Speaking of Bayern, Alabama-born defender Chris Richards came on for the reigning Champions League winners for the final six minutes of Saturday’s 3-3 draw with Adams’ RB Leipzig, which would’ve leapfrogged into first place in Germany with a win. That shows exactly the sort of confidence Bayern manager Hansi Flick has in the 20-year-old Richards.

Meantime, Pulisic’s first goal of the Premier League season sealed the full three points for Chelsea over Leeds, temporarily sending the Blues to the top of the table.

Winning the league would be huge for Pulisic. Same goes for McKennie, who certainly doesn’t want to be on the first Juventus team in a decade not to take home the title.

That they both scored after coming off the bench can’t hurt their chances of staying in the lineup, but it was even more important that their contributions actually helped their teams triumph.

On the flip side, Dest started in Barca’s surprising 2-1 loss to Cadiz and although he performed well, he squandered a glorious second half chance to equalize. That’s not likely to change coach Ronald Koeman’s high opinion of Dest, but excellence is always a requirement when you play for Barcelona. Losing a league game is unacceptable, and every player is under scrutiny following a defeat. That’s how it is at the other big clubs, too.

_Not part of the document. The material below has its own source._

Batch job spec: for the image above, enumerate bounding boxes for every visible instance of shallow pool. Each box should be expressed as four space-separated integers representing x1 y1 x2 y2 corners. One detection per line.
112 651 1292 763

And that bodes well for the United States. For all of their promise, this young group of U.S. starlets doesn’t have much experience in the wild west of CONCACAF qualifying, which couldn’t be more different from the refined nature of the highest level of club soccer. The willingness to fight will be paramount against hard-tackling regional foes in games on bad fields in scorching temperatures.

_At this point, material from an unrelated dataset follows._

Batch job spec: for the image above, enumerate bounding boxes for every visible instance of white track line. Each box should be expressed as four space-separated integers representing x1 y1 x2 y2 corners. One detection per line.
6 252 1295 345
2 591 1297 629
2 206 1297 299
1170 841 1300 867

A collective refusal to lose could be the difference between finishing first — which scrappy, overachieving American sides did during the 2006, ’10 and ’14 World Cup cycles — and falling short, as an aging U.S. team that perhaps had become too comfortable in its club situations did in spectacular fashion to miss out on Russia 2018.

“When you have guys that are playing now for Dortmund, Barcelona, Juventus, none of these [qualifying] games are going to faze them when they step onto a bad pitch,” Adams said last week during a Zoom call with reporters. “We have Sergiño playing in El Clasico against Real Madrid. I don’t think that when he goes and plays against Jamaica, he’s going to be fazed.

Adams was quick to add that he wasn’t underestimating how hard it will be to get the U.S. back to the World Cup. “I think we understand now from seeing the past team not qualify, how difficult the circumstances are going to be,” he said. “Everything off the pitch we have to mentally prepare ourselves for as young players.”

But it’s also clear that this new USMNT generation absolutely expects to win. It’s a job requirement where they work, and it’s being drilled into them on a daily basis. The refusal to lose is baked in, a mental edge that is every bit as important as sheer ability. That part isn’t in question.

“The soccer part,” Adams said, “will take care of itself.”